The confusion matrix illustrates the outcomes of the boosting model’s predictions on the test dataset:
True Negative (TN): 4422 instances were accurately classified as “0” (No Purchase). False Positive (FP): 111 instances were inaccurately classified as “1” (Purchase) when they were actually “0”. False Negative (FN): 260 instances were inaccurately classified as “0” (No Purchase) when they were actually “1” (Purchase). True Positive (TP): 29 instances were correctly classified as “1” (Purchase). The accuracy rate is determined by dividing the number of True Positives (TP) by the sum of True Positives (TP) and False Positives (FP). In this scenario, the accuracy rate is approximately 0.2071 or 20.71%.
Interpretation of the findings:
The model correctly identified a considerable number of cases as “No Purchase” (True Negatives), which is anticipated due to the class imbalance (the majority of cases being “No Purchase”).
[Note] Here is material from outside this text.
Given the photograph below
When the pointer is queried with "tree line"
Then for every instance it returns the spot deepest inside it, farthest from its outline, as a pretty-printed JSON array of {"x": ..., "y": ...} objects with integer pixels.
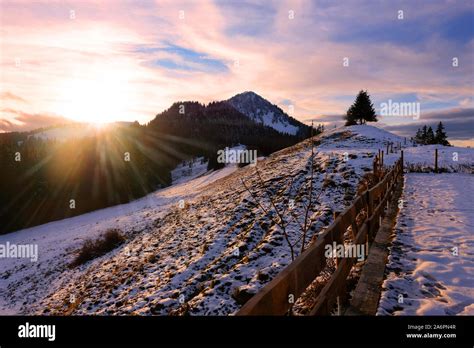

Nevertheless, the model struggled to classify cases as “Purchase” (True Positives) and made more errors in this regard, resulting in a low accuracy rate for the “Purchase” class. The low accuracy rate suggests that the model’s capability to predict actual purchases is relatively weak, possibly influenced by the class imbalance or other factors affecting the model’s predictive performance.